Perhaps you are familiar with the 3Sum problem or a derivative of it. The problem is as follows: *Given an array of n integers, find elements a, b, and c such that a + b + c = 0. Return all unique triplets that sum to 0. *There are variations where you may be given a target sum instead of 0, or may need to find only one such triplet, but the process more or less remains the same:

**Simple: Using 3 For Loops**

For this method, we are going to start by sorting our input array, and then iterate through our array with 3 nested **for** loops (i, j, k), selecting triplets that sum to 0. To account for duplicates, we will make sure that we are not considering the same values for the same index variable twice. For example, if we have sorted array: **[-4, -1, -1, 0, 2, 2, 3, 4, 5]**, we want to make sure that the second (or third, etc.) ‘-1’ will not be considered by our same index variable. When *i ==* 1, sArr[*i*] will be -1, but when *i* == 2, we will skip to *i* == 3. Time complexity is cubic time: *O(n3).*

**Intermediate: Using 2 Pointers**

With the 2 pointers method, we are going to first sort our input array, and then iterate over the array from left to right with 1 **for** loop. At each iteration *i*, we check to see that our value at index *i *is not the same as the it was in the previous iteration, and then we will create left and right “pointer” variables, which are more or less index variables. The left pointer *l* will initialize at *i *+ 1 (*l *= *i *+ 1) and the right pointer *r* at the end of the array (*r = arr.length* — 1).
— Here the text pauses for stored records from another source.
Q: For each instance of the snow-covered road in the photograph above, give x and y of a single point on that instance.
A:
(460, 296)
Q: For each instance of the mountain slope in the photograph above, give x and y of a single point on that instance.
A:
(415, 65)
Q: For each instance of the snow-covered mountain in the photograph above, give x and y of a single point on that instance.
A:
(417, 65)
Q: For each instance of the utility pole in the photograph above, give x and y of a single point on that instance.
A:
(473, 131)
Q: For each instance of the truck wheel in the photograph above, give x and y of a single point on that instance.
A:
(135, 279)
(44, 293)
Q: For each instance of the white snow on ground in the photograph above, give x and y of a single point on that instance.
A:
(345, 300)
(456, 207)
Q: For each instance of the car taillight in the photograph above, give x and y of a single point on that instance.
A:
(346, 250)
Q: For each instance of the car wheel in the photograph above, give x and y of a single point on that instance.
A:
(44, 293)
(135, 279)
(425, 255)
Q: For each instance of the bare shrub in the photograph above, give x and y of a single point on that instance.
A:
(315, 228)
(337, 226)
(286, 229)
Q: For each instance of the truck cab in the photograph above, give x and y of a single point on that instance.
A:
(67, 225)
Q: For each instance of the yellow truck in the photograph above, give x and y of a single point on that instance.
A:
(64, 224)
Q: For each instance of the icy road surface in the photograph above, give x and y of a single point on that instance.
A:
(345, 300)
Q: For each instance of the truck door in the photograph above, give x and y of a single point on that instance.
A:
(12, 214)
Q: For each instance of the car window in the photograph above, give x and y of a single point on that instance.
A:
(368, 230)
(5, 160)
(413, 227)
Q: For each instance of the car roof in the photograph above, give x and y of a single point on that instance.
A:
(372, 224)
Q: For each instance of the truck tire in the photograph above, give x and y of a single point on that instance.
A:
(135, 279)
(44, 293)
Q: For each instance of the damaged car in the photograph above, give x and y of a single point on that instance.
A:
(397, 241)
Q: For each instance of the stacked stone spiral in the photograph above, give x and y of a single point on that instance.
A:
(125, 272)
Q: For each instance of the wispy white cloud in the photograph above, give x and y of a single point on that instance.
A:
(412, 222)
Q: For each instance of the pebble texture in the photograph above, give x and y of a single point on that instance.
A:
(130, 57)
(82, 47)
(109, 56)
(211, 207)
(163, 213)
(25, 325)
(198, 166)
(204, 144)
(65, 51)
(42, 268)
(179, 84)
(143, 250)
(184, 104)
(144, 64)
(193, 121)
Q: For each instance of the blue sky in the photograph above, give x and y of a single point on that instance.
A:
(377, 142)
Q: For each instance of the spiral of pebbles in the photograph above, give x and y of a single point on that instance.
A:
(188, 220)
Next, we will use l and r to check sets of values by doing the following: if *arr[i] + arr[l] + arr[r]* sums to 0, then we can add that triplet into our triplet array, increment *l* and decrement *r.* If the sum is less than 0, increment *l*, so that our next sum wil be larger, and thus closer to, if not exactly, 0, and if it is the sum is greater than 0, decrement *r,* so that our next sum will be smaller. Time complexity is quadratic time: *O(n2).*

**Advanced: Hash**

This solution is a bit more difficult and abstract than the first two. In the first solution, we employed brute force to find a solution. Pretty simple concept: check every set, and throw sets that fit criteria into output array. In the second solution, we used ‘pointers’ to conditionally iterate over the subArray *sArr[i…].* Again, this was pretty straightforward. In the hash solution, we will add one more layer of abstraction. Consider the problem again, ignoring for a minute the duplicates condition. We need to find *a, b, *and *c* so that *a + b + c = 0. *First, let’s iterate over our array, and give *a* a value of *A*, which is simply *sArr[i]*. Now, our problem becomes b + c = -A. Next, we will initialize a hash, and immediately after, start iterating over the remaining array. Each iteration will give b a value B, which is *sArr[j]. *Our problem is now c = -A — B. If C, which is the result of the arithmetic, is in our hash, we will then add the set to our triplets array. Now, we account for duplicates by incrementing *j* until *sArr[j]* changes values. Finally, we tell our hash that we have seen the value at *sArr[j].* Time complexity is quadratic time: *O(n2)*.

**Conclusion:**

The first solution, which uses brute force, is important to understand because it demonstrates a fundamental knowledge of a particular language as well as an ability to systematically solve a problem. The intermediate solution adds a layer of abstraction, and decreases runtime by a factor of n. In an interview, this solution is generally the one that will be expected, and works better for this problem than the hash solution. The hash solution would be ideal for a 2sum variant.